Below is a plot with on the left three random scenarios generated with this Markov Chain transition matrix model, and the trading results of those scenarios on the right. The idea is that these random trading scenarios have similar characteristics as the Awesome Oscillator, except that the timing is purely random and not based on any market information.

Three random strategies and their performance

Simulation results

The next plot show results based on 10.000 random trading scenarios. The performance distribution of the random strategies is shown in black, and we see that the Awesome Oscillator (in red) is somewhere in the middle of the distribution. This is telling us that the Awesome Oscillator is not any better than random strategies. A good strategy that is statistically significantly better than a random strategy would have had a performance above the 99% percentile (to the right of the blue line).

Searching for better strategies

If we read the manual of the Awesome Oscillator, we see that it has two magic numbers {window1, window2} that we can change. We can try to change those, and see if that gives us a better performing strategy.

Suppose we try 10 different settings and then pick the best one: surely we will end up with a better strategy? The probability that all 9 new variants are all worse is very low.

But, what if we instead considered 9 alternative random strategies? There is a high likelihood that in that case one of the random strategies would be best! However, this is NOT something we want, we don’t want to discard our strategy and replace it with a random strategy, because a random strategy is not something we want to actually trade on.

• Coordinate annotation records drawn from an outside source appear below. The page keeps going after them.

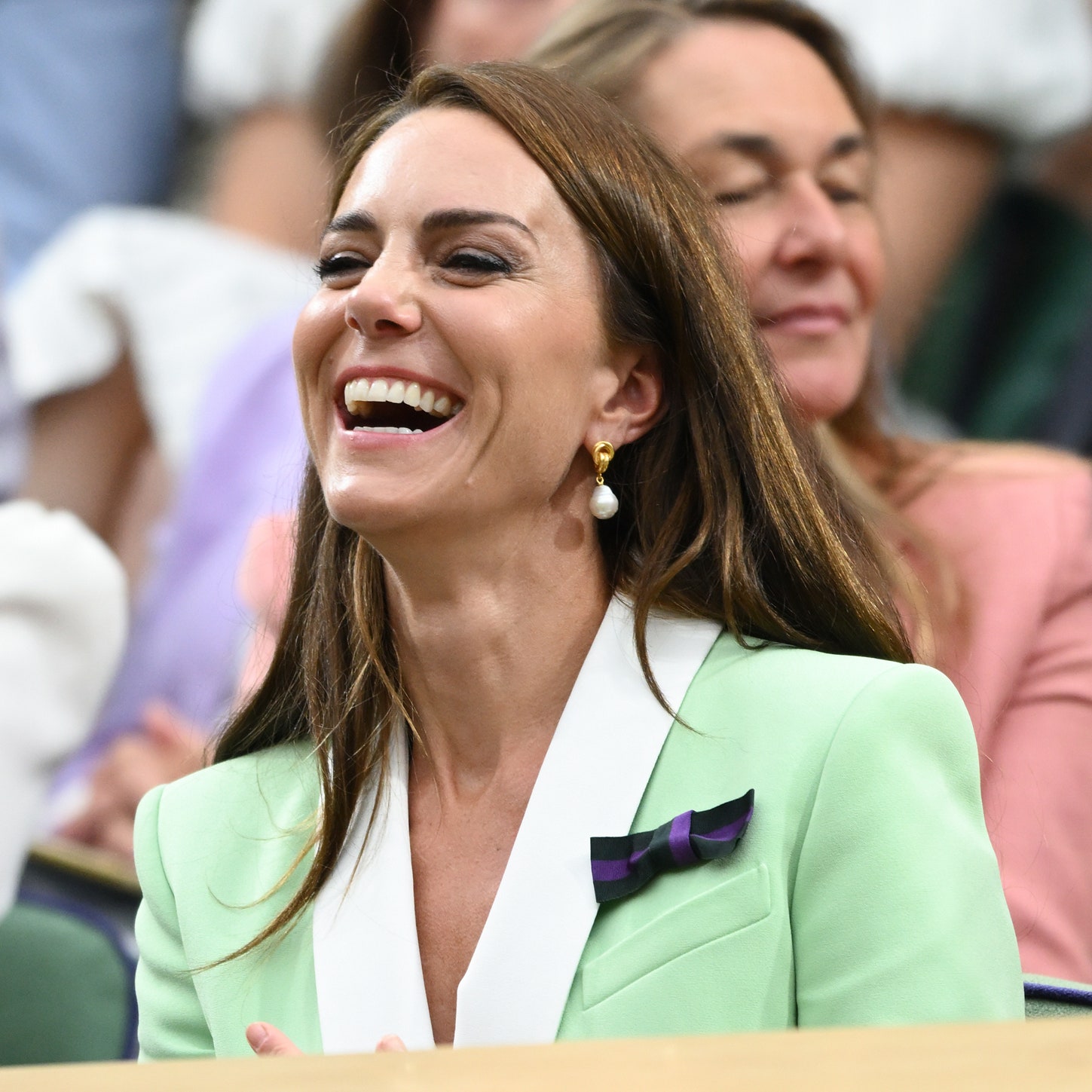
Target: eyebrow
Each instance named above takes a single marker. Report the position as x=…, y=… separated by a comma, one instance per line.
x=765, y=148
x=433, y=222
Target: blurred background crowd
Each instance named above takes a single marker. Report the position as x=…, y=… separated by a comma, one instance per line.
x=163, y=175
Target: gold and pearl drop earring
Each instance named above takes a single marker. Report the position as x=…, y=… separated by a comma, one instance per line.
x=604, y=503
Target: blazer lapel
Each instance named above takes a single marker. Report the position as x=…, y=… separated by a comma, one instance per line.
x=367, y=963
x=591, y=782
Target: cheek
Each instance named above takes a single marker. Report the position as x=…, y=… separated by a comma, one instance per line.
x=749, y=245
x=317, y=331
x=866, y=262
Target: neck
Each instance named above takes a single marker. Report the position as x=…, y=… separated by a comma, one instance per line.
x=491, y=630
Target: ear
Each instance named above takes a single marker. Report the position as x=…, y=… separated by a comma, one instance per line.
x=636, y=401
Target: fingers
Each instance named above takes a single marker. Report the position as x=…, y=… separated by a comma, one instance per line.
x=267, y=1041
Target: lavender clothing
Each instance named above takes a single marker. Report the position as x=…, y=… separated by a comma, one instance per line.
x=190, y=628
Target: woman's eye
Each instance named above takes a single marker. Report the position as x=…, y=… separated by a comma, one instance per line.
x=477, y=262
x=842, y=194
x=338, y=265
x=733, y=197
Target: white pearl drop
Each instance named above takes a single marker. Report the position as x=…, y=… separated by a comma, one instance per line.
x=604, y=503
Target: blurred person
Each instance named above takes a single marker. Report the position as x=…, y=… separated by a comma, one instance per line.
x=89, y=112
x=63, y=625
x=989, y=549
x=243, y=454
x=960, y=84
x=552, y=498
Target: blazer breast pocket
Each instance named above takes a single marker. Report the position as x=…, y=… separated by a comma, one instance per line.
x=730, y=907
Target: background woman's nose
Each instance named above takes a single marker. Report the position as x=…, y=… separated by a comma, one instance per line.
x=815, y=230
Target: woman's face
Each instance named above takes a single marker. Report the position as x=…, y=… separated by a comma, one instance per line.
x=775, y=142
x=461, y=32
x=454, y=360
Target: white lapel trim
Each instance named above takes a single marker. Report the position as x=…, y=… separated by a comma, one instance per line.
x=367, y=962
x=591, y=782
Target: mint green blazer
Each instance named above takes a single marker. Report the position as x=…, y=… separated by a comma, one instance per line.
x=865, y=890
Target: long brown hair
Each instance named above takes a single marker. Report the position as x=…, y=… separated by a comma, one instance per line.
x=606, y=45
x=724, y=513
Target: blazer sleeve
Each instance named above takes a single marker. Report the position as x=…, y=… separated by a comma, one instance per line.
x=172, y=1023
x=897, y=907
x=1038, y=761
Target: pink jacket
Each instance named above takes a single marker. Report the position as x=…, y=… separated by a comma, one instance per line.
x=1016, y=522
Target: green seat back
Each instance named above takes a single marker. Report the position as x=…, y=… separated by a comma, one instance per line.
x=66, y=989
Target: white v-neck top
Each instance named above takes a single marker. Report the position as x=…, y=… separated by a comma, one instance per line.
x=367, y=961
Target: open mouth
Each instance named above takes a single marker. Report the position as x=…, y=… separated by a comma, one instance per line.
x=393, y=405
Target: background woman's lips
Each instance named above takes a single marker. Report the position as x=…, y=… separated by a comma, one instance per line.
x=807, y=321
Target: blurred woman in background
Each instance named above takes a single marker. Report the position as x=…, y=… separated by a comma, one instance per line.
x=987, y=549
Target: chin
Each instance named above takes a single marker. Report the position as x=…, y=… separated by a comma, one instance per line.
x=821, y=388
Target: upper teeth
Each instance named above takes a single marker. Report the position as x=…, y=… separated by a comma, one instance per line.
x=358, y=392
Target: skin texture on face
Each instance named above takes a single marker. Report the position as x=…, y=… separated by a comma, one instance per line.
x=461, y=32
x=454, y=263
x=775, y=142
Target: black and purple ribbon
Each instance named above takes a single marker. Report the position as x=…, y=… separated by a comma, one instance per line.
x=624, y=865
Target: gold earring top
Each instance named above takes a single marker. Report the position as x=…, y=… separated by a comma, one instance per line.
x=602, y=454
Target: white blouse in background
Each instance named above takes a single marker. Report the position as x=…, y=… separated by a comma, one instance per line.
x=1021, y=68
x=63, y=625
x=243, y=54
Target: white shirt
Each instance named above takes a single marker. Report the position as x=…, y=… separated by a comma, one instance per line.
x=1021, y=68
x=63, y=625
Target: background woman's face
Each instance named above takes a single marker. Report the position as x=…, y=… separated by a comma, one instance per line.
x=775, y=142
x=454, y=356
x=461, y=32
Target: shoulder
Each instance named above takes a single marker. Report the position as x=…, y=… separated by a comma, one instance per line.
x=1005, y=499
x=800, y=699
x=973, y=467
x=231, y=806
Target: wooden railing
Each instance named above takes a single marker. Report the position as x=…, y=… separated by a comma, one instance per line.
x=1054, y=1055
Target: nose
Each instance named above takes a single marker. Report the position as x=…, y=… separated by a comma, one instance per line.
x=814, y=228
x=384, y=304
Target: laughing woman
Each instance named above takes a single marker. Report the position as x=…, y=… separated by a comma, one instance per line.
x=552, y=500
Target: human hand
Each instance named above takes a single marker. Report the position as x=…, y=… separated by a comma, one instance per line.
x=166, y=746
x=267, y=1041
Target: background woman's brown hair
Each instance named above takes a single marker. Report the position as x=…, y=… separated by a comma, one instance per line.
x=724, y=512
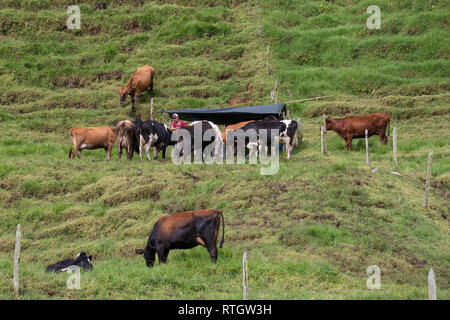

This brings us to the main point: if you try multiple strategies and pick the best one, then you need to benchmark that selection process against picking the best of multiple random strategies. Below you see the distribution of the performance of “best-of-10” random strategies. Compared to a single random strategy, the “best-of-10” has a higher mean (now 1.35 vs 1.08 previously), and a higher significance level (now 1.67 vs 1.51 previously). If we look at 10 strategy backtests during our research and pick the best one, then it will only be something you can put to production if the performance is about 1.67. Anything below is not statistically significantly better than putting random strategies to production.

There is one subtle factor to look into: if your strategies are all very similar (which is often the case when tweaking) then it’s not fair to treat them as independent separate strategies. Maybe 10 variants of a strategy only count effectively as 2 very different strategies because they are all very much alike?

Another thing to note is that having a separate train and validation set isn’t going to help unless you don’t look at the validation performance when deciding what strategy you’ll eventually pick.

For further reading: Marcos Lopez de Prado has done extensive research on backtesting and these biases. I highly recommend his books and his research on the “Deflated Sharpe Ratio”.